Книга Еврейский камень, или Собачья жизнь Эренбурга - Юрий Щеглов
Шрифт:
Интервал:
Закладка:
Да, чего только не видывали стены уютного отеля «Континенталь» на Николаевской улице! Центральная Рада, Центральную Раду — немцы, немцев — гетманщина, гетманщину — опять большевики, большевиков — деникинцы, деникинцев — петлюровцы, петлюровцев — украинские коммунисты, украинских коммунистов — московская власть, и вперемешку! До четырнадцати раз за два года. На одном краю — Бредов, на другом — петроградские отряды, под Киевом — ангеловцы, а за Днепром — Зеленый и мужичье с вилами, собравшееся «пограбуваты». Когда чуть устаканилось — в полном смысле слова: стаканы перестали дрожать от взрывов — и надзора стало побольше, а власть к рукам прибрала ВУЧКа, в «Континенталь» пожаловали совбуры: хозяйственники — директора заводов, командированные из Москвы и Харькова, знатные и значные иностранцы; Хрущев заглядывал в конце 30-х годов, с личным охранником, видным ежовцем, наркомом внутренних дел Александром Ивановичем Успенским — крупным чекистом, прославившимся знаменитой формулой, которую он выдвинул сразу же после появления в Киеве: «Евреев из аппарата НКВД убрать!» Никита Сергеевич, понятно, ему не противоречил, а в мемуарах личность Успенского не вскрыл. Между тем за десять месяцев наркомствования Успенский навел в органах полный порядок, и Амаяку Кобулову, когда предместник бежал, мало что оставалось сделать. Этот потомок сторожа-лесника, награжденный еще при Менжинском орденом Боевого Красного Знамени, а при Ежове — орденом Ленина, был сукиным сыном высокого полета.
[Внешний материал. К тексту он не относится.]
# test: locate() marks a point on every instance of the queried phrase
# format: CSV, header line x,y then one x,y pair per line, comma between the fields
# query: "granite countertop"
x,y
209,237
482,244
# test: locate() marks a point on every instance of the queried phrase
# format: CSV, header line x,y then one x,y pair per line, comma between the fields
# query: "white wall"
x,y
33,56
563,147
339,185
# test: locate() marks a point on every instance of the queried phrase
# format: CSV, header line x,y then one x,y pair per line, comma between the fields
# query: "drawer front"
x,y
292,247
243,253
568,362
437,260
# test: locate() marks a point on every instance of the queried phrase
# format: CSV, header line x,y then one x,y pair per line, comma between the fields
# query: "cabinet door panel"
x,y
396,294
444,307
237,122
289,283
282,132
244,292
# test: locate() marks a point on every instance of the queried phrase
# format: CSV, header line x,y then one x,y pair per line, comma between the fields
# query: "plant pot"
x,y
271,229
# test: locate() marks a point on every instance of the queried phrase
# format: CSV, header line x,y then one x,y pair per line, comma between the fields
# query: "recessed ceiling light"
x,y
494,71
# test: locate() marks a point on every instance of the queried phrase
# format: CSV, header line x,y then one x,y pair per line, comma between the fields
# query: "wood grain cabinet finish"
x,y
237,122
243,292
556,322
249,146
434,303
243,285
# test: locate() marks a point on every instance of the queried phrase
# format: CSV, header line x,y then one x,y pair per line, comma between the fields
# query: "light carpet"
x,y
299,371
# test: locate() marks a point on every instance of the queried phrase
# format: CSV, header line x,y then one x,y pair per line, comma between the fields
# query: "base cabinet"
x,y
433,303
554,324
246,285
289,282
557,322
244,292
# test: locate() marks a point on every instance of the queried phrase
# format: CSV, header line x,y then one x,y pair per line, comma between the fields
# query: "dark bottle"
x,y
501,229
В служебном кабинете он оставил записку: «Труп ищите в Днепре». Но искали его еще большие сукины сыны, объявив всесоюзный розыск. Сначала он скрывался под Москвой, а затем двинулся на восток. В городе Миассе, неподалеку от Челябинска, его и накрыли. Посиживал он в «Континентале», посиживал, наводя страх на официантов. Успенского хорошо знал сам Сталин, так как будущий беглец год работал заместителем коменданта Московского Кремля по внутренней охране. Как мы видим, Ежов подсунул Хрущеву надежного охранника.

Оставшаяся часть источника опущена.